C Library for fork-join style parallelism

Team Members: Ayush Agrawal (ayushagr@andrew.cmu.edu)

Project Proposal

Checkpoint Report

Final Project Report

Summary:

Fork-join parallelism is one of the ways of describing parallelism where execution branches off in parallel at designated points in the program, to join (merge) at a subsequent point and resume sequential execution[1]. It is particularly useful when it comes to parallelizing recursive algorithms. Silk is a library written in C that provides the users with an interface to parallelize their recursive algorithms using the fork-join model. The library is inspired from the "cilk" library implemented at MIT[2].

Motivation:

I plan to write a C library that provides support for fork-join pattern of parallelism to:

Background:

Parallel libraries/frameworks come in all flavors. Some are tailored specific to a domain while others are meant to be more general purpose. They differ significantly in their ease of use and the amount of control they provide to the user as well. A general workflow of specifying parallelism to mapping it onto the hardware consists of the following four steps:
  1. Decomposition
  2. Assignment
  3. Orchestration
  4. Mapping
The meaning of the four steps are explained in this section along with a brief description of what silk does in regard with each of them. Detailed explanation of how silk each of them can be found in Section II of this paper. Decomposition refers to how you break down a problem into smaller subproblems that can be dealt with in parallel. The subproblems can have dependencies on each other and they need not all be of the same size. Since Silk is meant to be a general purpose library for parallelizing recursive algorithms, it leaves the decomposition of the problem to the user of the library.

Assignment refers to assigning the subproblems created during decomposition to workers. A worker is an execution context which can be a process, thread, task, event, etc. Assignment of work can be left to the user of the library or can be conducted by the library itself or can be a mix of both. For Silk, a worker is a POSIX thread[4]. I choose to use posix threads for their compatibility and wide support. Note that many platforms offer certain extensions to the POSIX threads API. Silk refrains from using any such extension. Silk performs assignment of work on its own. It uses dynamic scheduling to do so[3].

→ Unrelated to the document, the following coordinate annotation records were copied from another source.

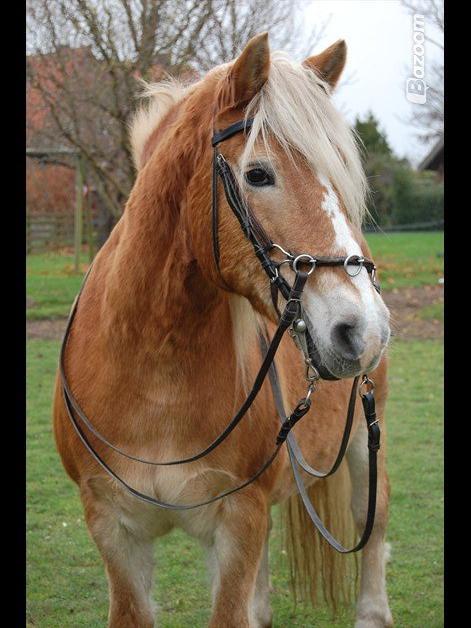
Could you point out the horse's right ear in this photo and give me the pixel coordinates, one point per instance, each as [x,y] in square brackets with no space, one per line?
[247,75]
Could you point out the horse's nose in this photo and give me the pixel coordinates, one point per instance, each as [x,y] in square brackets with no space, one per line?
[348,337]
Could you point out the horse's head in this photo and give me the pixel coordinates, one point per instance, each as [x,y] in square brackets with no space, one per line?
[298,171]
[300,174]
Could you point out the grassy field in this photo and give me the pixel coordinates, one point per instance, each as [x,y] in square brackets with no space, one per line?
[66,581]
[403,260]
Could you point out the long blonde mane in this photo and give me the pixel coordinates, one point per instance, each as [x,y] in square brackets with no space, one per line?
[160,97]
[294,107]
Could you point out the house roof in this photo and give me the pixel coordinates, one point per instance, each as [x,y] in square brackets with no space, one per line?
[432,160]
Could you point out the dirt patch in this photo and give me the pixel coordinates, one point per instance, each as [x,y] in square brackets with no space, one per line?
[405,305]
[407,319]
[47,329]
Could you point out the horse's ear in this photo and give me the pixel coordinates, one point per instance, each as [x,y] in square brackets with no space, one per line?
[248,73]
[330,63]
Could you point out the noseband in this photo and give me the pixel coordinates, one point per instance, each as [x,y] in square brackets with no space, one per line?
[291,319]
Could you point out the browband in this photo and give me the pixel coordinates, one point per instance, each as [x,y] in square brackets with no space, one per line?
[225,134]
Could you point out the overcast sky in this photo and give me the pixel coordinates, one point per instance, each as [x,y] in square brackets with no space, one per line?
[379,40]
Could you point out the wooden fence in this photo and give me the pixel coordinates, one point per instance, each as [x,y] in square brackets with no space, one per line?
[49,231]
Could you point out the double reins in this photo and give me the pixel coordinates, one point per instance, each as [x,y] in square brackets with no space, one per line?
[290,319]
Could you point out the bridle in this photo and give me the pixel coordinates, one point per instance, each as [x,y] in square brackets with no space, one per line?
[291,319]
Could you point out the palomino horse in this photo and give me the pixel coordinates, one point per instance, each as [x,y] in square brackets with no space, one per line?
[164,344]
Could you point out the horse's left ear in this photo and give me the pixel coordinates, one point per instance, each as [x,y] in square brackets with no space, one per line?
[248,74]
[330,63]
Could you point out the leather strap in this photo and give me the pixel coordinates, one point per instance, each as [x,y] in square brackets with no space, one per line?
[237,127]
[297,460]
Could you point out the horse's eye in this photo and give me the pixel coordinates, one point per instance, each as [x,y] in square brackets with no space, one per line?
[259,177]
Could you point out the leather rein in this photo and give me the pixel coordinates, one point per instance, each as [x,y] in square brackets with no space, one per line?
[291,319]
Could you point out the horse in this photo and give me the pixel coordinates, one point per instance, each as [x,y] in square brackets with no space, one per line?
[164,343]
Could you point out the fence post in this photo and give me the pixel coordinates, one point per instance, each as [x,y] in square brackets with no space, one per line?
[78,217]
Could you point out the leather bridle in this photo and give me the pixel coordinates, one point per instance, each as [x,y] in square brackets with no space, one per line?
[291,319]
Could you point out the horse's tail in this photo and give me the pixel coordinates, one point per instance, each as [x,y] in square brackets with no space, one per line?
[316,570]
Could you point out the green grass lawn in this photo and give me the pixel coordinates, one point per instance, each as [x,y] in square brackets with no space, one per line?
[407,259]
[403,260]
[66,581]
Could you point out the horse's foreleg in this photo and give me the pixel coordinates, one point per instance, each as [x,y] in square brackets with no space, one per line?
[238,549]
[261,613]
[128,558]
[372,607]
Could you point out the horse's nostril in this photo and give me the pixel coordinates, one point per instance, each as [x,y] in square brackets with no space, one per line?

Orchestration refers to the communication between the workers to ensure correctness and efficiency. Workers often need to talk to each other to signal things like availability of work, state of shared queues, end of a phase of computation, etc. The current version of Silk uses the implementation of mutex provided by the pthread library to implement synchronization among workers. Any another form of orchestration required to implement an algorithm is left for the user of the library to implement and is not part of the library itself.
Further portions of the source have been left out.